Die „Masken“ mit rautenförmigen Augen von Medalla suggerieren ebenso wie die vibrierenden Rechtecke von Merkels „24.06.02 subduct“ nicht nur eine optische, sondern auch eine psychische, fast mediale Tiefe. In dieser Spannung verbindet sich Merkels Strenge mit Medallas poetischer Flexibilität: Der eine übersetzt in abstrakte Begriffe, was der andere in der Sprache der Sehnsucht und des Flusses ausdrückt. Ihre Werke entwickeln auf ihre jeweils eigene Weise eine Kosmologie der Malerei, einer Art, das Bild zu einem Kraftfeld zu machen, zu einem durchquerten Raum, in dem sich die Entsprechungen zwischen Architektur und Kosmos, Materie und Geist wiederholen.

Der Dialog mit Mimosa Echard offenbart schließlich eine weitere Dimension von Merkels Werk, nämlich die einer Malerei, die als organische Membran verstanden werden kann, geprägt von einem technologischen System. In „Angoisse Mythique (La Théorie de l'évolution)“ (2024) komponiert Echard eine dichte Oberfläche aus einem Gewebe das zum Schutz vor elektromagnetischen Wellen, mit Aluminiumfoliengittern überzogen ist und mit Fotografien von Schaufensterpuppen und Objekten versehen wurde. Diese durch ätzende Flüssigkeiten veränderte, oxidierte Bildoberfläche entfaltet eine Palette metallischer Grüntöne, die sowohl an ein Informationsnetzwerk als auch an einen biologischen Organismus erinnern. Ihre Werke, die oft aus Harzen, Pflanzenfragmenten oder versehen mit Konsumgütern hergestellt werden, erzeugen hybride Texturen, die zwischen Chemie und Alchemie oszillieren. Betrachtet man ein Gemälde wie „18.09.03 Master Slave System (afterglow)“ (2018) von Merkel, so offenbart diese Logik des Rasters und der Überlagerung Affinitäten, die auf der Zirkulation von Formen und verbundenen Signalen beruhen. Bei Echard gleicht die Komposition einer Schnittstelle, auf der die Bildschichten wie Daten funktionieren, während ihre leuchtenden, grellen Farben an das Licht von Bildschirmen oder eine chemische Reaktion erinnern. Ihre Arbeit hinterfragt ebenso wie die von Merkel die Gleichzeitigkeit und Durchlässigkeit von organischen und technologischen Systemen. Während Merkels Strukturen in einer bildlichen Logik verankert bleiben und Echard die Verletzlichkeit der Fotografie erforscht, spielen beide mit Überlagerung und Spannung von Schichten und Texturen, schaffen so ein sensibles Netzwerk, in dem das Biologische auf das Digitale trifft.
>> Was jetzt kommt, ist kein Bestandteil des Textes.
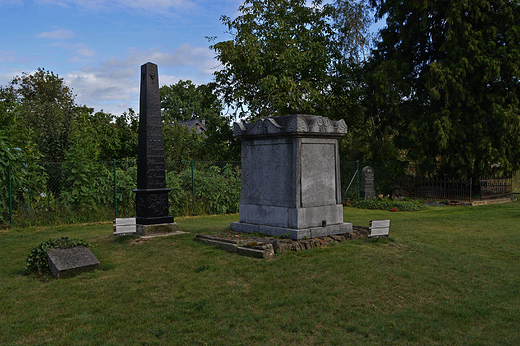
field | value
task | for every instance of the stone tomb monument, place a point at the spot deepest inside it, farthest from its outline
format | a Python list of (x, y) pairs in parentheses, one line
[(367, 182), (290, 177), (151, 194)]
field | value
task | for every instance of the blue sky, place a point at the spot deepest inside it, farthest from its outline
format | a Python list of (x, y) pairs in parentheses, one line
[(98, 46)]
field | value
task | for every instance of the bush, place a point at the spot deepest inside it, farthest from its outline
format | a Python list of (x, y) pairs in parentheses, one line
[(37, 260), (387, 204)]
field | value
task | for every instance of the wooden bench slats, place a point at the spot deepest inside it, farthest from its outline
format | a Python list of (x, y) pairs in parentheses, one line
[(379, 228), (124, 226)]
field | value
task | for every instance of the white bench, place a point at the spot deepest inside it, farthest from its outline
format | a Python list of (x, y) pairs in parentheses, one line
[(124, 226), (379, 228)]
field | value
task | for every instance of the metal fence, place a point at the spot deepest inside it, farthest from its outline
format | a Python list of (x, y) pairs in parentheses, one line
[(496, 187), (70, 192), (433, 188)]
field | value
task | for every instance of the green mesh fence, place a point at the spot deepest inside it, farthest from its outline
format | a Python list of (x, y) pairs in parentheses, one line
[(72, 192)]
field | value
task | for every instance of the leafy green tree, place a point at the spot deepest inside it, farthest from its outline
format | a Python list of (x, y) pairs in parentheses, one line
[(116, 136), (47, 106), (281, 59), (354, 18), (187, 101), (445, 79), (19, 151)]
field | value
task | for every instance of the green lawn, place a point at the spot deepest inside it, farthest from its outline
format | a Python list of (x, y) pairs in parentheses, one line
[(447, 276)]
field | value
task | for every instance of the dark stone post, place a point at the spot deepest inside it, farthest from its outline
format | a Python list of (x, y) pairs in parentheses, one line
[(151, 193)]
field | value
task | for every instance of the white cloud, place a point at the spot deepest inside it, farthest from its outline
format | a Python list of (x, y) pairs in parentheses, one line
[(7, 56), (56, 35), (113, 85), (155, 6)]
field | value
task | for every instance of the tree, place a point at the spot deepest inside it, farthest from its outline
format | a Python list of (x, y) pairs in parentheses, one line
[(445, 79), (187, 101), (18, 153), (47, 106), (354, 18), (281, 59)]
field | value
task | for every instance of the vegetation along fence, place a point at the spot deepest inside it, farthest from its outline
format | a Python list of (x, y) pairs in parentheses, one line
[(72, 192), (433, 188), (496, 187)]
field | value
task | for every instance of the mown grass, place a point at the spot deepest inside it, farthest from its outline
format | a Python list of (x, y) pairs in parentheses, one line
[(446, 276)]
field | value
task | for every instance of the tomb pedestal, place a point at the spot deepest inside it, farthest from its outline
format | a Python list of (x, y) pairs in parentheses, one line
[(291, 177)]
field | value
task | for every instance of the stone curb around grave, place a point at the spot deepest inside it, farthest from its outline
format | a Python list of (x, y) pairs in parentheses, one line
[(268, 247)]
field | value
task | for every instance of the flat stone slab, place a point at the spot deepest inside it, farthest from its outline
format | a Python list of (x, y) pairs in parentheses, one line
[(295, 234), (66, 262), (489, 201)]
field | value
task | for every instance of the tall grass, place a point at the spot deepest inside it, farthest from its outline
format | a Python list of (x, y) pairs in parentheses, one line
[(446, 276)]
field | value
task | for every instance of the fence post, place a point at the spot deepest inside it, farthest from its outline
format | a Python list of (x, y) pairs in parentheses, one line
[(10, 196), (115, 188), (193, 187), (357, 175)]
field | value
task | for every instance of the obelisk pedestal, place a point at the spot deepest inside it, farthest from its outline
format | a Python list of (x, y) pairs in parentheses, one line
[(151, 198)]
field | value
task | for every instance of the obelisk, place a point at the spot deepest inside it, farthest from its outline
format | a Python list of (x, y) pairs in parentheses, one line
[(151, 198)]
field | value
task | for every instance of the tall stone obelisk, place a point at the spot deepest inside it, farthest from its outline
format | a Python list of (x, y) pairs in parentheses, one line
[(151, 194)]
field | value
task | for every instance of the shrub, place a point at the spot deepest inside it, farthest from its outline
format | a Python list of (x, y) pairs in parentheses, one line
[(37, 260), (387, 204)]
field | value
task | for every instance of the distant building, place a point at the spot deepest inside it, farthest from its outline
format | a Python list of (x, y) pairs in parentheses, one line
[(198, 125)]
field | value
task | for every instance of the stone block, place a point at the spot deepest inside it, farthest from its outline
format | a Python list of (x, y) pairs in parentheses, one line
[(67, 262)]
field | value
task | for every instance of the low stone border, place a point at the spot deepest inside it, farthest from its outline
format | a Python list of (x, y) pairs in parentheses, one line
[(489, 201), (266, 247)]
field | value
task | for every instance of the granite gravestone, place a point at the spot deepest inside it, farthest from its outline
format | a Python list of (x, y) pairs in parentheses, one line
[(151, 193), (290, 177), (70, 261), (367, 182)]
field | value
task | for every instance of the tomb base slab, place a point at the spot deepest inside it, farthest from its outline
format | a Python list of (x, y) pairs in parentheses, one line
[(291, 233)]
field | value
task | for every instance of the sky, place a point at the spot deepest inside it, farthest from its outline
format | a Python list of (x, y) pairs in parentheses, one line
[(98, 46)]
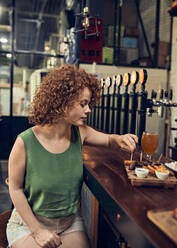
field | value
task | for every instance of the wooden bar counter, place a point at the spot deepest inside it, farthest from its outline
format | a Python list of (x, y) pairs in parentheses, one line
[(125, 205)]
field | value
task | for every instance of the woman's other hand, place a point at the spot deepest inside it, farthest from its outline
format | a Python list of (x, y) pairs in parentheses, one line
[(46, 239), (126, 141)]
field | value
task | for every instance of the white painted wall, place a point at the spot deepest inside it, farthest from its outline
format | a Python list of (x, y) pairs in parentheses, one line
[(173, 78)]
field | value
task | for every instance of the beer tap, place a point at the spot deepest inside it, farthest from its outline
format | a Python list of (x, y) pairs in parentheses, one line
[(152, 102), (125, 104), (160, 109), (132, 102), (118, 104), (141, 105), (108, 83)]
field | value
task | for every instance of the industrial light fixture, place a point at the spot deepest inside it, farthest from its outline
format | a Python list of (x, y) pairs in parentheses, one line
[(86, 22)]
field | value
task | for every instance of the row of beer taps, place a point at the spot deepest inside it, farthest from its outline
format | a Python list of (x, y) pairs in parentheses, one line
[(161, 99)]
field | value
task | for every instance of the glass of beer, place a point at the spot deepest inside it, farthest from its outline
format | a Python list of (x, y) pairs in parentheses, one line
[(149, 143)]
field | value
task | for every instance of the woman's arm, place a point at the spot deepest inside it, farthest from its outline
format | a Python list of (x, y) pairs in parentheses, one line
[(92, 137), (16, 170)]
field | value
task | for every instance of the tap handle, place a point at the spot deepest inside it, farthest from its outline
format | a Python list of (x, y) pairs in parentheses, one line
[(166, 94), (153, 94), (171, 95), (161, 94)]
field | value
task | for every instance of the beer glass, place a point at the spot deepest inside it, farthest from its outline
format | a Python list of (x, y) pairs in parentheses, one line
[(149, 143)]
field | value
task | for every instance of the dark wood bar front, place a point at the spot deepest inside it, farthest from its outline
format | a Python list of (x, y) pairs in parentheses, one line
[(125, 205)]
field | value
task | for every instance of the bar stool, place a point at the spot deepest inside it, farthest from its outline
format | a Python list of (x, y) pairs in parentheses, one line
[(4, 217)]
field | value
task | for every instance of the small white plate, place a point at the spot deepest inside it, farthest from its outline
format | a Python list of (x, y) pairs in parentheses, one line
[(172, 165)]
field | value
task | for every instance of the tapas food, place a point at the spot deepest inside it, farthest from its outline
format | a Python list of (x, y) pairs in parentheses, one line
[(172, 166), (175, 213), (157, 169)]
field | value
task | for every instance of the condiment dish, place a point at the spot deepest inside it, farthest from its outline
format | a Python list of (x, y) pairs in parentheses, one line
[(162, 175), (141, 172)]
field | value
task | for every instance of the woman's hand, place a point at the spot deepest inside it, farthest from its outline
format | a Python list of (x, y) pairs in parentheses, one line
[(126, 141), (46, 239)]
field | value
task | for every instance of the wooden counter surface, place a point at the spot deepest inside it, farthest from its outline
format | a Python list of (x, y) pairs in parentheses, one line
[(106, 177)]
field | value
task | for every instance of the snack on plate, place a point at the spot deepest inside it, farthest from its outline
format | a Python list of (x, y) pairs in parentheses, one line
[(151, 169), (127, 162), (130, 163), (175, 213)]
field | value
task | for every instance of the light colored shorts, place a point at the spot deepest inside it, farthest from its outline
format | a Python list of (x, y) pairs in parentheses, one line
[(16, 227)]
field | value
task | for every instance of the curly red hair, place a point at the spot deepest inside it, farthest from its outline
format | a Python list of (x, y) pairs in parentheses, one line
[(58, 90)]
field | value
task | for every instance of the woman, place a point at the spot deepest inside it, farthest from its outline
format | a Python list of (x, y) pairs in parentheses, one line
[(45, 164)]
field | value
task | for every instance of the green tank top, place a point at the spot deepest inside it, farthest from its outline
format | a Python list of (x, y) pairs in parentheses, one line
[(53, 182)]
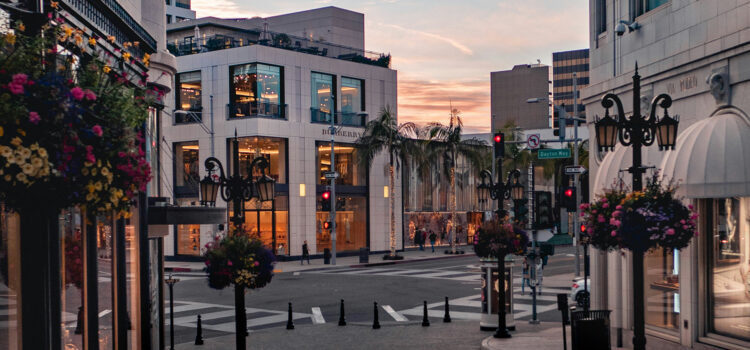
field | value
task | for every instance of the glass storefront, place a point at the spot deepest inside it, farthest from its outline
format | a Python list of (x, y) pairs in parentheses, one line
[(351, 224), (186, 169), (728, 225), (256, 90), (351, 173), (662, 288)]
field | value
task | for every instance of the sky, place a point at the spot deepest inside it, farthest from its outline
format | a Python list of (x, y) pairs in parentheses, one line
[(443, 50)]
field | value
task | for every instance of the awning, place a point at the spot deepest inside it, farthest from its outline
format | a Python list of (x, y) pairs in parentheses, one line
[(712, 157)]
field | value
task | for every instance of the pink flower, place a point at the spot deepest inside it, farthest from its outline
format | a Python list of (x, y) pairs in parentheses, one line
[(20, 78), (34, 117), (90, 95), (15, 89), (97, 130), (77, 93)]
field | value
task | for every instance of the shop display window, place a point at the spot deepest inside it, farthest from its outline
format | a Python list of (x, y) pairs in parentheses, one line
[(728, 224)]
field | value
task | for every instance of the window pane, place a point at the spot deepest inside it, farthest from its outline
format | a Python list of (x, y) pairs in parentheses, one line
[(186, 174), (350, 171), (730, 266)]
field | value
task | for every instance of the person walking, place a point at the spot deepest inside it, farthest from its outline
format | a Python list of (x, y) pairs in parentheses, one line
[(433, 237), (305, 254), (525, 271)]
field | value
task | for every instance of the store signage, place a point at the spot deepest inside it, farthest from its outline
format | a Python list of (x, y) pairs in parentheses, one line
[(554, 153)]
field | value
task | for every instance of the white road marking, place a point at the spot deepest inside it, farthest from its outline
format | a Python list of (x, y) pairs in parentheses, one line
[(317, 316), (396, 316)]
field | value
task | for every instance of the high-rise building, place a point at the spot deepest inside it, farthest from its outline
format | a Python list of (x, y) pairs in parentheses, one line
[(178, 11), (509, 91), (564, 65)]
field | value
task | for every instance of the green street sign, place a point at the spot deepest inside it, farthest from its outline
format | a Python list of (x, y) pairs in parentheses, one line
[(553, 153)]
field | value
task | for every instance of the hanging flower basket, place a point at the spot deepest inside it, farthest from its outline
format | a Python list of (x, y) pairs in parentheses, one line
[(69, 122), (642, 220), (494, 238), (238, 260)]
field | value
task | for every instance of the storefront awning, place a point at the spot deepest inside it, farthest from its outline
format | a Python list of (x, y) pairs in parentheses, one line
[(712, 157)]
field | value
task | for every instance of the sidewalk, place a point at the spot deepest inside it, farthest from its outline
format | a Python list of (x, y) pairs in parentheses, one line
[(347, 261)]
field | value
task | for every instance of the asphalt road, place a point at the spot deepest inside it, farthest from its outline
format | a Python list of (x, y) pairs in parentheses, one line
[(398, 289)]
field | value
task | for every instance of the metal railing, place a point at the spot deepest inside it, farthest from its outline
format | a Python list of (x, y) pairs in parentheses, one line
[(256, 109)]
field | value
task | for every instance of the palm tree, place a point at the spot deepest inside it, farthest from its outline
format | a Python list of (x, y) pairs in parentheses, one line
[(446, 145), (384, 134)]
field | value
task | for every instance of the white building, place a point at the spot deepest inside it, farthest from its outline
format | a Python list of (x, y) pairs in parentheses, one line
[(277, 89), (698, 52), (178, 11)]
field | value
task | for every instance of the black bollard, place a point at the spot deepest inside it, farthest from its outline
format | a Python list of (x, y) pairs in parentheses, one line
[(199, 333), (447, 317), (342, 318), (289, 322), (375, 322)]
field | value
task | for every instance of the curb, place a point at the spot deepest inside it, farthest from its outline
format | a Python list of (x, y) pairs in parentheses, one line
[(406, 261)]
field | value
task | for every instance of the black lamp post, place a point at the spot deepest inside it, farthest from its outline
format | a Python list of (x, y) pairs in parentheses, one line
[(637, 131), (500, 191), (237, 190)]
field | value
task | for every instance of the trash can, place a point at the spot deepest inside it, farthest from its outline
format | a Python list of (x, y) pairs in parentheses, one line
[(326, 256), (364, 255), (590, 329)]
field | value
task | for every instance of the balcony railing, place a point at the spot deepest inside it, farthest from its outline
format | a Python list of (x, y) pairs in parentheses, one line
[(256, 109), (190, 46), (342, 118)]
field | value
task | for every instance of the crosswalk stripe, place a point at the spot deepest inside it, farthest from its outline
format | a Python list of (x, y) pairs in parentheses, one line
[(396, 316), (317, 316)]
Durch die Zusammenführung dieser vier Künstler bietet „On the Mirror Stage“ eine Erkundung der Berührungspunkte zwischen Abstraktion und Realität, zwischen System und Leben. Die Malerei von Klaus Merkel erscheint dabei als ein matrixartiger Organismus, der in der Lage ist, andere Ausdrucksformen zu reflektieren und mit ihnen in Dialog zu treten. 

Im Spiegelspiel zwischen Baer, Medalla und Echard offenbart sie seine Malerei nicht als geschlossenes System, sondern als Raum der Verbindung zwischen Materie, Gedanken und Bild. Zwischen Struktur und Fluss, Ordnung und Energie, Geometrie und Chemie skizziert „On the Mirror Stage“ eine Vision der Malerei als Feld kontinuierlicher Transformation, als lebendiger Spiegel, in dem Abstraktion, weit davon entfernt, sich in sich selbst zu verschließen, zu einem Zugang zur Welt wird.